Grappa  r3821, hash 22cd626d567a91ead5b23302066d1e9469f45c66
Collectives

Functions

template<typename F >
void Grappa::call_on_all_cores (F work)
 Call message (work that cannot block) on all cores, block until ack received from all. More...
 
template<typename F >
void Grappa::on_all_cores (F work)
 Spawn a private task on each core, block until all complete. More...
 
template<typename T , T(*)(const T &, const T &) ReduceOp>
Grappa::allreduce (T myval)
 Called from SPMD context, reduces values from all cores calling allreduce and returns reduced values to everyone. More...
 
template<typename T , T(*)(const T &, const T &) ReduceOp>
void Grappa::allreduce_inplace (T *array, size_t nelem=1)
 Called from SPMD context. More...
 
template<typename T , T(*)(const T &, const T &) ReduceOp>
Grappa::reduce (const T *global_ptr)
 Called from a single task (usually user_main), reduces values from all cores onto the calling node. More...
 
template<typename T , T(*)(const T &, const T &) ReduceOp>
Grappa::reduce (GlobalAddress< T > localizable)
 Reduce over a symmetrically allocated object. More...
 
template<typename T , typename P , T(*)(const T &, const T &) ReduceOp, T(*)(GlobalAddress< P >) Accessor>
Grappa::reduce (GlobalAddress< P > localizable)
 Reduce over a member of a symmetrically allocated object. More...
 
template<typename F = nullptr_t>
auto Grappa::sum_all_cores (F func) -> decltype(func())
 Custom reduction from all cores. More...
 

Detailed Description

Function Documentation

template<typename T , T(*)(const T &, const T &) ReduceOp>
T Grappa::allreduce ( myval)

Called from SPMD context, reduces values from all cores calling allreduce and returns reduced values to everyone.

Blocks until reduction is complete, so suffices as a global barrier.

Warning
May only one with a given type/op combination may be used at a time, uses a function-private static variable.

Example:

int value = foo();
int total = Grappa::allreduce<int,collective_add>(value);
});

Definition at line 334 of file Collective.hpp.
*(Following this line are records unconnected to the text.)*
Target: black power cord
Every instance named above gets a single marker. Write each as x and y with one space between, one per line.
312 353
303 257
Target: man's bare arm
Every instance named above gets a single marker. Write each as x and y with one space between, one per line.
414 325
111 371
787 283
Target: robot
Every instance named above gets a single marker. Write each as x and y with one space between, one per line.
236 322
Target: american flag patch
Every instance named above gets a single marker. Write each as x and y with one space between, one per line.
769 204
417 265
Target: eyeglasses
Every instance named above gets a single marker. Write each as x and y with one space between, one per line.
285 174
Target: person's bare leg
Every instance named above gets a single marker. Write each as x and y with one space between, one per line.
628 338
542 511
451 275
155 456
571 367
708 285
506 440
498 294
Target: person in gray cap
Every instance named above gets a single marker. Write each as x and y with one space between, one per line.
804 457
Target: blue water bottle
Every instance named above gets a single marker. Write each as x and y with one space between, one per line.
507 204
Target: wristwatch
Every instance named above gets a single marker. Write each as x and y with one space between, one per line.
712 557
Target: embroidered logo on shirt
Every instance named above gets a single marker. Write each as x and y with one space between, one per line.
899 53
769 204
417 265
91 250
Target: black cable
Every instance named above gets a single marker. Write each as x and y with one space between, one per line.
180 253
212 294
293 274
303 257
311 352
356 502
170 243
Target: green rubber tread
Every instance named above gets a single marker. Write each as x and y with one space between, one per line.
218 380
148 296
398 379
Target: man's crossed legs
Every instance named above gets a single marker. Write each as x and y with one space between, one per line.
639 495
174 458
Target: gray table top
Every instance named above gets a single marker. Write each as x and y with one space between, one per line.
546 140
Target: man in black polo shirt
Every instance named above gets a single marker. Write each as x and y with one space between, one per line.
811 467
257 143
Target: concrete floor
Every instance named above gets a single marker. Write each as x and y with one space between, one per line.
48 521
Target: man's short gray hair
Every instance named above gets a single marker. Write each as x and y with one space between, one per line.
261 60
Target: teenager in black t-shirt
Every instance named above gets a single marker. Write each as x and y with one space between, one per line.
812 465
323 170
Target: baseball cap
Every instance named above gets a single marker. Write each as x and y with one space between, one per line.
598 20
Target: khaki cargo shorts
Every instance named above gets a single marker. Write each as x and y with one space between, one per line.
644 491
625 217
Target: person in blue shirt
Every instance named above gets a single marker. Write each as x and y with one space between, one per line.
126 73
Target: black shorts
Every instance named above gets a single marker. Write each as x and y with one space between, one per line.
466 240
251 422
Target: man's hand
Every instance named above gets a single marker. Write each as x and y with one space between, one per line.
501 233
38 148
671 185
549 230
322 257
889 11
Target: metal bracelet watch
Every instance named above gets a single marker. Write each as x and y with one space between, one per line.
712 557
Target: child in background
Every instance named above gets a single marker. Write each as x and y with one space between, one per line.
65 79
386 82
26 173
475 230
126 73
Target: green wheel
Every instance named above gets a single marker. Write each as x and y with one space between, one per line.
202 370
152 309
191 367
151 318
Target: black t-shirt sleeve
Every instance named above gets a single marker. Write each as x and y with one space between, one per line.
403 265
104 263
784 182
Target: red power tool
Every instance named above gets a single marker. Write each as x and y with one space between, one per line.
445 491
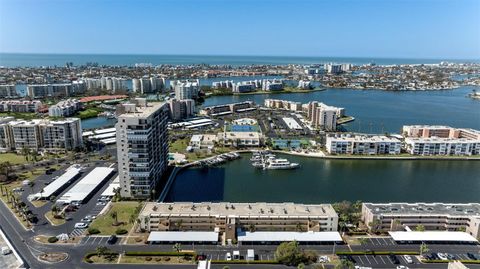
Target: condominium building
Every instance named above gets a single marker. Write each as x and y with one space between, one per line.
322 116
186 89
362 144
272 84
22 106
42 135
65 108
283 104
8 91
142 147
181 109
441 140
432 216
228 218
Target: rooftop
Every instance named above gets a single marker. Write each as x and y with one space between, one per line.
239 209
425 208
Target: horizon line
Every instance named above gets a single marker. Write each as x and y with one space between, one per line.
243 55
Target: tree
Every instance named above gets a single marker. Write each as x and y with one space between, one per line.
114 216
423 248
177 247
420 228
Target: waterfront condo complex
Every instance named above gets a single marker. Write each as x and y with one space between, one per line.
431 216
142 147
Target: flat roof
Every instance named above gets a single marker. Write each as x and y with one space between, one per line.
58 183
183 236
432 236
85 186
289 236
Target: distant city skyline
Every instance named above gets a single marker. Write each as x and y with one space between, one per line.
424 29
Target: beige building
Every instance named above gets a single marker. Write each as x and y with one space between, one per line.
227 218
433 216
142 147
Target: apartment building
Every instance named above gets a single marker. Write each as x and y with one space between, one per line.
441 140
186 89
65 108
181 109
41 135
433 216
283 104
8 91
142 146
362 144
22 106
228 218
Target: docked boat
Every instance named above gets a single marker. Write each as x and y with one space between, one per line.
274 164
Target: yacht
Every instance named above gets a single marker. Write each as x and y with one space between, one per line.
280 164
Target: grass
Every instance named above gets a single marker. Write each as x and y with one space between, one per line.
156 260
52 220
104 223
13 158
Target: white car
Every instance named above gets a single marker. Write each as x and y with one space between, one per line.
81 225
408 259
442 256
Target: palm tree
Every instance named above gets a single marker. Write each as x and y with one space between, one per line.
177 247
114 216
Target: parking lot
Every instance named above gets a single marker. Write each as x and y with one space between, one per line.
379 241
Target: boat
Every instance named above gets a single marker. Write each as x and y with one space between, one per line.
275 164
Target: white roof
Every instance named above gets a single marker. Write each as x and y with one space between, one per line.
85 186
58 183
183 236
430 236
289 236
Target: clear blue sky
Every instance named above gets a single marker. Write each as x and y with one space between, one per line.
368 28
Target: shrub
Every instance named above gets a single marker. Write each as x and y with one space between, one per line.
121 231
93 231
template<typename T , T(*)(const T &, const T &) ReduceOp>
void Grappa::allreduce_inplace ( T *  array,
size_t  nelem = 1 
)

Called from SPMD context.

Do an in-place allreduce (works on arrays). All elements of the array will be overwritten by the operation with the total from all cores.

Warning
May only one with a given type/op combination may be used at a time, uses a function-private static variable.

Definition at line 351 of file Collective.hpp.

template<typename F >
void Grappa::call_on_all_cores ( work)

Call message (work that cannot block) on all cores, block until ack received from all.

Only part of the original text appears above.